While the risks of doing the exercises without the conscious participation of the patients are:
- Doing a rehabilitation not aimed at the problem created by the CVA.
- Risk of increasing the hypertonia.
- Risk of producing micro injuries in the articulations.
The alternative to this practice which respects the proper conditions, and excludes such risks, is doing the exercises prescribed by the neurocognitive rehabilitation, like the ones where the patient achieves the recognition of his body position in the space.
To mention a practical example for the back, I suggest this article that deals with the exercise of the circles according to the Perfetti Method. It is an exercise where the patient even though he is not seeing the movement, has to recognize with his eyes closed, the different circumferences presented on a sheet of paper placed before him, through the movement of his arm moved by the therapist.

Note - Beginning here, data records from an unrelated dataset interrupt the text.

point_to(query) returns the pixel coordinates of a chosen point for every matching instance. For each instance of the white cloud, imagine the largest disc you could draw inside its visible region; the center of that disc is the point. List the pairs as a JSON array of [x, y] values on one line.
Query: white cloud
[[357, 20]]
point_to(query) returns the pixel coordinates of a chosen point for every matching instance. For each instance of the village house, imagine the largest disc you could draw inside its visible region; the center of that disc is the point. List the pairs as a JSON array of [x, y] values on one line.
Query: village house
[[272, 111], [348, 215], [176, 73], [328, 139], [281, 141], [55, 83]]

The therapist will have the task of moving the patient’s hand over the borders of the circumference that the patient has to recognize, being careful not to overstress the muscular tension of the patient, and making him aware of the movements in order to have him control such phenomenon. This exercise induces an active participation of the cognitive processes of the patient, like the attention, the perception, and the memory, (processes that among others are altered by the cerebral injuries and that should be stimulated and reactivated by the rehabilitation).
Outside it happens by the same movement proposed by the therapist who does the passive mobilizations, but inside the patient’s brain is stimulated and reactivated.

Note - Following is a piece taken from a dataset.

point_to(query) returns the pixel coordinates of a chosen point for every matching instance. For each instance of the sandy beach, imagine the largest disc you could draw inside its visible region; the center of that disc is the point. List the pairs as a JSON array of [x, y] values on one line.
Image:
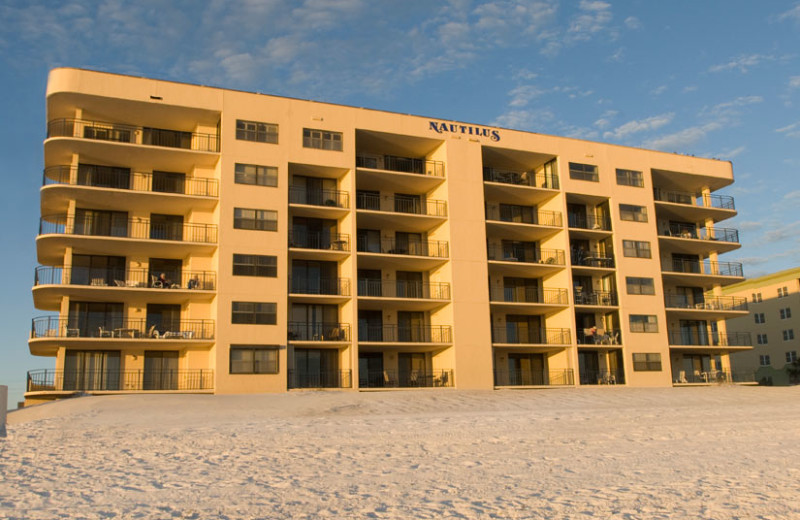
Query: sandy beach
[[610, 453]]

What has been described represents only an example of a modality of a neurocognitive rehabilitation exercise, but the message to get here from this brief article is:
It is fair to bet on the improvement of the handling of the movement and on the reduction of the hypertonia, but this can also be done getting the real problem of the hemiplegic patient involved, that is to say, the cerebral functions that participate in the movement.
This can be achieved if the patient is centered on his body while the exercise is done, (that is the reason for the eyes closed) since the exercise in itself, represents a solution to the problem to be solved through the gathering of information from the body and the atmosphere.